Gastric cancer is one of the malignant tumors with high incidence and mortality rates worldwide. Global cancer burden statistics from 2022 show that there are 970,000 new cases of gastric cancer annually worldwide, with over 1/3 of the patients coming from China. For patients with advanced gastric cancer, treatment options that can extend survival are extremely limited, especially for patients who have experienced treatment failure. Their prognosis is generally poor, with a median overall survival (OS) of even less than 10 months [1], urgently requiring the exploration of new effective treatment options. CLDN18.2 is the second popular target after HER2 to have its druggability validated in the field of gastric cancer treatment, with moderate to high expression in 31%-86% of gastric or gastroesophageal junction adenocarcinomas.

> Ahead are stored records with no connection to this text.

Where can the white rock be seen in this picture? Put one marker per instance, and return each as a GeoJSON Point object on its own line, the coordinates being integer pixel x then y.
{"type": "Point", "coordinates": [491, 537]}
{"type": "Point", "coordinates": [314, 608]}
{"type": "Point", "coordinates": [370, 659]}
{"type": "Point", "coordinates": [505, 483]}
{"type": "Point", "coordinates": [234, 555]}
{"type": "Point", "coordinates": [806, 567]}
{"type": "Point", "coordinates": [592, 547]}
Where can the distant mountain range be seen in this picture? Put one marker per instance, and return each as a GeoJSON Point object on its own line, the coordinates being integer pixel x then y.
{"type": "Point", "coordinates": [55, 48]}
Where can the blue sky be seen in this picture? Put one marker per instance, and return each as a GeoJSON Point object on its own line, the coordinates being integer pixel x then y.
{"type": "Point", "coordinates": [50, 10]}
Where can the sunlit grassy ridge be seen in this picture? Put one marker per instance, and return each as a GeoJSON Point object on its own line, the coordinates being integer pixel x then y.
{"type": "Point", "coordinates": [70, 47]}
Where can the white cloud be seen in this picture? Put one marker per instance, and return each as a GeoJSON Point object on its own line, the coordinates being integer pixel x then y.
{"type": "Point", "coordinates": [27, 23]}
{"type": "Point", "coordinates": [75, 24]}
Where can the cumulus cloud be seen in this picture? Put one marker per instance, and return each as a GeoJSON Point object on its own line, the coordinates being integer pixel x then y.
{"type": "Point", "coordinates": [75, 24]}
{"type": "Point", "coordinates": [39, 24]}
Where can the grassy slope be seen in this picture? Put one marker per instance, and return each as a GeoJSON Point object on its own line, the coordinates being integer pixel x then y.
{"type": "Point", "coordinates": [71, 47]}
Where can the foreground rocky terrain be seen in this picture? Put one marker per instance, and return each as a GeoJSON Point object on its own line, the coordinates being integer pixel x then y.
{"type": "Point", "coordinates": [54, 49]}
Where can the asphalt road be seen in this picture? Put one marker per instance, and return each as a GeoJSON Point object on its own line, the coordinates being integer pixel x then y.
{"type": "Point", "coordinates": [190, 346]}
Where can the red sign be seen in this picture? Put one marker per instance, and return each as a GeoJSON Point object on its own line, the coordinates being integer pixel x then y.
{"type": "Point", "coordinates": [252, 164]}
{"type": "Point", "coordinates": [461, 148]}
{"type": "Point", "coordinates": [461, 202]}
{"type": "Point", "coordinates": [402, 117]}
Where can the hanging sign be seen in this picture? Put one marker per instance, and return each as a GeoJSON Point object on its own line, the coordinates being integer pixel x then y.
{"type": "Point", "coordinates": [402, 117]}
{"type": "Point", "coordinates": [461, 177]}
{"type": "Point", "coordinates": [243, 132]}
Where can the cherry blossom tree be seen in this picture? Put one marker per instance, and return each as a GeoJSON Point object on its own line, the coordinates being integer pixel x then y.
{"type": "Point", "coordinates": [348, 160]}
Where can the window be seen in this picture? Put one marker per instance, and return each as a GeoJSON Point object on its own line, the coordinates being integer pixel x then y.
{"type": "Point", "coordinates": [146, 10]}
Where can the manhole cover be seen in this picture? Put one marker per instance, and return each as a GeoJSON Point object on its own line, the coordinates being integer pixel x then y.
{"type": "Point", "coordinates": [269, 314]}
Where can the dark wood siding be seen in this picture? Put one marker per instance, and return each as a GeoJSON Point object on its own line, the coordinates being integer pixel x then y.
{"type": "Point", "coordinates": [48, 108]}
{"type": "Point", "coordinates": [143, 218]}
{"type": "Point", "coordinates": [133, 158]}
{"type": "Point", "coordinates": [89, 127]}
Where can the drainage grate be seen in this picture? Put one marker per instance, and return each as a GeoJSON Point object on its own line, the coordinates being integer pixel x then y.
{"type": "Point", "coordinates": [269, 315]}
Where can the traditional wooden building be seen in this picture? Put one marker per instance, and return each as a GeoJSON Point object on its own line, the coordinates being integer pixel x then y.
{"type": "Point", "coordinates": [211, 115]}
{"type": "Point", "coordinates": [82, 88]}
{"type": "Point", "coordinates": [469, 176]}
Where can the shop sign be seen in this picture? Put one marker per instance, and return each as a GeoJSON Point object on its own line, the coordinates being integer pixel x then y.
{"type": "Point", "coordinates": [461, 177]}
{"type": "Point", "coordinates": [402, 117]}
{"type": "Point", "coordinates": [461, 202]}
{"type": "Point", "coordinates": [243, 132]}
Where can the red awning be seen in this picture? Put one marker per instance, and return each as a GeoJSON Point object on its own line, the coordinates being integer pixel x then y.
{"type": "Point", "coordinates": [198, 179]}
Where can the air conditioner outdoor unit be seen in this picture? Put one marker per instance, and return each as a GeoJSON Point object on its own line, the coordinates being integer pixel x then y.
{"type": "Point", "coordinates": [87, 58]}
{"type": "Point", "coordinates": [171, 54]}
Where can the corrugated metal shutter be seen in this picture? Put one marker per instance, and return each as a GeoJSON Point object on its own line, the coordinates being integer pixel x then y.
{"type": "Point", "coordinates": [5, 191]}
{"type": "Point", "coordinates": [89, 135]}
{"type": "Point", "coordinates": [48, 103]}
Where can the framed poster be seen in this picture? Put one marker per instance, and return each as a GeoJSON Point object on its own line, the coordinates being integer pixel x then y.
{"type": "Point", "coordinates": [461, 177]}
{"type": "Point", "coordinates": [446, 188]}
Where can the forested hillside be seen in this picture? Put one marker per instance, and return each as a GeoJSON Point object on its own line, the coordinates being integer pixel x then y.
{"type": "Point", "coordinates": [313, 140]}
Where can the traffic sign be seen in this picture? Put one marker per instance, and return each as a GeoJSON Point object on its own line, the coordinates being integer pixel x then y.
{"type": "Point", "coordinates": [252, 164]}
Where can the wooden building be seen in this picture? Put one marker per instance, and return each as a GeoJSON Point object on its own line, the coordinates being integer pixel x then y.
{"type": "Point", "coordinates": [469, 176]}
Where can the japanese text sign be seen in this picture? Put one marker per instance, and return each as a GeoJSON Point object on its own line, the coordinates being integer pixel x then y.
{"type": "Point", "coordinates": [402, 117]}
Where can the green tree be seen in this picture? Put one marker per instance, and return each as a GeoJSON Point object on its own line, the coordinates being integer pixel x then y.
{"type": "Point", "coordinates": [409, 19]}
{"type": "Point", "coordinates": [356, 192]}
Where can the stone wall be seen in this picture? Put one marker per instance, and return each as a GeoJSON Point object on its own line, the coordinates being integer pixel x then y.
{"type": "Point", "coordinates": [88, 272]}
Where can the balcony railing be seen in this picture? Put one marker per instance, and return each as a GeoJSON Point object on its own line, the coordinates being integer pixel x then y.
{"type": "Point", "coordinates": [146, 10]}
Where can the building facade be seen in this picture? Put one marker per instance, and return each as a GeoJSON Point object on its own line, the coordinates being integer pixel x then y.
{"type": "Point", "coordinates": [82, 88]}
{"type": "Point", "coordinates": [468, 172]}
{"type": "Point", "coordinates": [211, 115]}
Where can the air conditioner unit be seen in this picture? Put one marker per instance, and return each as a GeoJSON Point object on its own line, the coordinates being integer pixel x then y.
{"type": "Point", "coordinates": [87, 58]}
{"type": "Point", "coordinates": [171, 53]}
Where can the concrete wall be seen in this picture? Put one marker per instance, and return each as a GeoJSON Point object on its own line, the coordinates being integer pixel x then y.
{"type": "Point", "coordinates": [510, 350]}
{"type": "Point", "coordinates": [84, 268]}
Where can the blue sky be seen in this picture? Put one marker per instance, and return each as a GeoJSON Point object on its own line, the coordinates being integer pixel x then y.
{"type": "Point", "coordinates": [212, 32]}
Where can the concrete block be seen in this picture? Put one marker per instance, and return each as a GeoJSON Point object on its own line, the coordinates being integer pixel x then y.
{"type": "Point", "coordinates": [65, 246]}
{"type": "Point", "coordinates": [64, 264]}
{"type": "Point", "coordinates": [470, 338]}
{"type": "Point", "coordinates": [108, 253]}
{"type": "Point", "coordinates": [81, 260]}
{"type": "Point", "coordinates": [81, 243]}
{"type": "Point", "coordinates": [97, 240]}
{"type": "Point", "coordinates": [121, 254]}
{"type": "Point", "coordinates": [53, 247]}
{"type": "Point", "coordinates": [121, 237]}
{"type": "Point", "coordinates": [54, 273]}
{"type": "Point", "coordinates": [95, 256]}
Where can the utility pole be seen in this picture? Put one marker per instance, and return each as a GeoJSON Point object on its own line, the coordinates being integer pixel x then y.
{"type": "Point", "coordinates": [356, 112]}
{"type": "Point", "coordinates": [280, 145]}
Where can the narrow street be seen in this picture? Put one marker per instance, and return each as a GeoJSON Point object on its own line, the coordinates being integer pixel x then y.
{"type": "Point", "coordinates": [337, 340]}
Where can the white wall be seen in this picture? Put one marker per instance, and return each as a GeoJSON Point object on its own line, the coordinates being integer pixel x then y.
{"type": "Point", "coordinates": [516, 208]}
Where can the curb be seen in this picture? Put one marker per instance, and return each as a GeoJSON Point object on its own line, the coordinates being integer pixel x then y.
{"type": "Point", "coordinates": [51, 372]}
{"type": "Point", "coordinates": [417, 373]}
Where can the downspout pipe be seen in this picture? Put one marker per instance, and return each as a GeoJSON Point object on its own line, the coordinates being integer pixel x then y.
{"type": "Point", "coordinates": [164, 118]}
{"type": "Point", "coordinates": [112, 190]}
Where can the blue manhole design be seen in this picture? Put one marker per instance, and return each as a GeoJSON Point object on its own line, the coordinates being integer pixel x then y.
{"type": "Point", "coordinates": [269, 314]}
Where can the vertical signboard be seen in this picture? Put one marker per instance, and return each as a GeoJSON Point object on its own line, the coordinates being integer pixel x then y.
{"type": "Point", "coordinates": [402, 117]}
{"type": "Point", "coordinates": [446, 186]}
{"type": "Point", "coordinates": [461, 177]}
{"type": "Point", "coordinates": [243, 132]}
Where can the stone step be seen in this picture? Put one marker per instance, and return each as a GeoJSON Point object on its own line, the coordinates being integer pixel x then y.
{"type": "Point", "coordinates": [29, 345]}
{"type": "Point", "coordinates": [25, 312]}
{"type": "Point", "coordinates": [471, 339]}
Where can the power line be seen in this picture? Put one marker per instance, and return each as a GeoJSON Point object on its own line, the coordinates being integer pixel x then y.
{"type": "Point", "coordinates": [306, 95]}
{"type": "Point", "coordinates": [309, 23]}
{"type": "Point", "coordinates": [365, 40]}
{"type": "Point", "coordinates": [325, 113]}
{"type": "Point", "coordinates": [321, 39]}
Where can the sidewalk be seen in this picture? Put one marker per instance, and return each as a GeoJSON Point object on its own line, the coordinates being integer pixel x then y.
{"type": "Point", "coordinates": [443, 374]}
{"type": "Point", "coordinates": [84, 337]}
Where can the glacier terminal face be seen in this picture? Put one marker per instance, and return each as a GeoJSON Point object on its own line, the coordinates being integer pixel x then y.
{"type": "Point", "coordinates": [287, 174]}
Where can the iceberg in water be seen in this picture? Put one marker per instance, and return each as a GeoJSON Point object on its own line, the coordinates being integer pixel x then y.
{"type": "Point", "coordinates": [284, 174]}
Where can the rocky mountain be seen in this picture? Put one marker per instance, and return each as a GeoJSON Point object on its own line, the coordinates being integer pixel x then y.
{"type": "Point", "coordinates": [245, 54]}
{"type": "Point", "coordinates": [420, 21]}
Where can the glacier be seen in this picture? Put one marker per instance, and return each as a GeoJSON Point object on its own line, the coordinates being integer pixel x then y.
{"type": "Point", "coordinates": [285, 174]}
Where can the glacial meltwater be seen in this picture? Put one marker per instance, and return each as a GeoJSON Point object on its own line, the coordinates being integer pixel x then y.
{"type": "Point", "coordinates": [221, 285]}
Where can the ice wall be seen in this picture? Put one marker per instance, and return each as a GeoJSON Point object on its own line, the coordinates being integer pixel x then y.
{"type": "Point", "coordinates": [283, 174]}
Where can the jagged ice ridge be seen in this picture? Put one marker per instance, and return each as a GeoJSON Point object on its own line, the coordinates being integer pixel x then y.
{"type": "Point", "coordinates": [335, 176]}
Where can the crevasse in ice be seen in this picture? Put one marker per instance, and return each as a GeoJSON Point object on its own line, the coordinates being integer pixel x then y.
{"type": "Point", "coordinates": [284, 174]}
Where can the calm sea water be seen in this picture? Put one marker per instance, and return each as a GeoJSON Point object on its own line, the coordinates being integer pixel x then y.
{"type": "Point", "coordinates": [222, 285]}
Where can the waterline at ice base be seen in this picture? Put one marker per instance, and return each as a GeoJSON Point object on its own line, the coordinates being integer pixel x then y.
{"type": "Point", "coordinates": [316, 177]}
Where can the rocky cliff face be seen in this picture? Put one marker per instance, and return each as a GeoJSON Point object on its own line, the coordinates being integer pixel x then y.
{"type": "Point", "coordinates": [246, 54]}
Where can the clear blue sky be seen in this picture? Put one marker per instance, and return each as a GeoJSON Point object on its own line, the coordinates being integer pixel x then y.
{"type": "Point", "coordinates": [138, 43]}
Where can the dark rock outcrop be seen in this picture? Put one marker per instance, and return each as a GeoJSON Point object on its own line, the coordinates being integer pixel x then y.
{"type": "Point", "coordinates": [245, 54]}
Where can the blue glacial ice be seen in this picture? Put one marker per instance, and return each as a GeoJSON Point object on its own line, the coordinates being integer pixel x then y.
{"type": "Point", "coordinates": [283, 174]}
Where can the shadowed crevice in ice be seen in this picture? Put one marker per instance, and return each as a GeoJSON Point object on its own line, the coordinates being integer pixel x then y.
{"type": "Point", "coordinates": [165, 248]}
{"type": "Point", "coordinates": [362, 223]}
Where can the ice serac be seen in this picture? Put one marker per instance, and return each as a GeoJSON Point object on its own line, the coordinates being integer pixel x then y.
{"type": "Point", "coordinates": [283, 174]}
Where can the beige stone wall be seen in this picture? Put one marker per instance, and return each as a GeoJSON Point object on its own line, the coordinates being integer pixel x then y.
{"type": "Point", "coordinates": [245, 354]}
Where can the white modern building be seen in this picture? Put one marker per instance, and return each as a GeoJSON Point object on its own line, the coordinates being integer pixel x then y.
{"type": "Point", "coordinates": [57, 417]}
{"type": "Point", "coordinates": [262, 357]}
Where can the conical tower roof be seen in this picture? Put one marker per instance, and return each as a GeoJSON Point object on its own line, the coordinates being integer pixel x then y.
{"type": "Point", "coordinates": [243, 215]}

The acceptance of the marketing application for LM-302 is based on the positive results obtained in the Phase III pivotal clinical study of LM-302 monotherapy for the third-line and above treatment of CLDN18.2-positive locally advanced or metastatic gastric or gastroesophageal junction adenocarcinoma. This study has completed its interim analysis and met both study endpoints. The relevant study data will be announced at an international academic conference in early 2027.
References:
[1]Wilke H,Muro K,Van Cutsem E,et al.Ramucirumab plus paclitaxel versus placebo plus paclitaxel in patients with previously treated advanced gastric or gastro-oesophageal junction adenocarcinoma(RAINBOW):a double-blind,randomised phase 3 trial.Lancet Oncol.2014Oct;15(11):1224-35.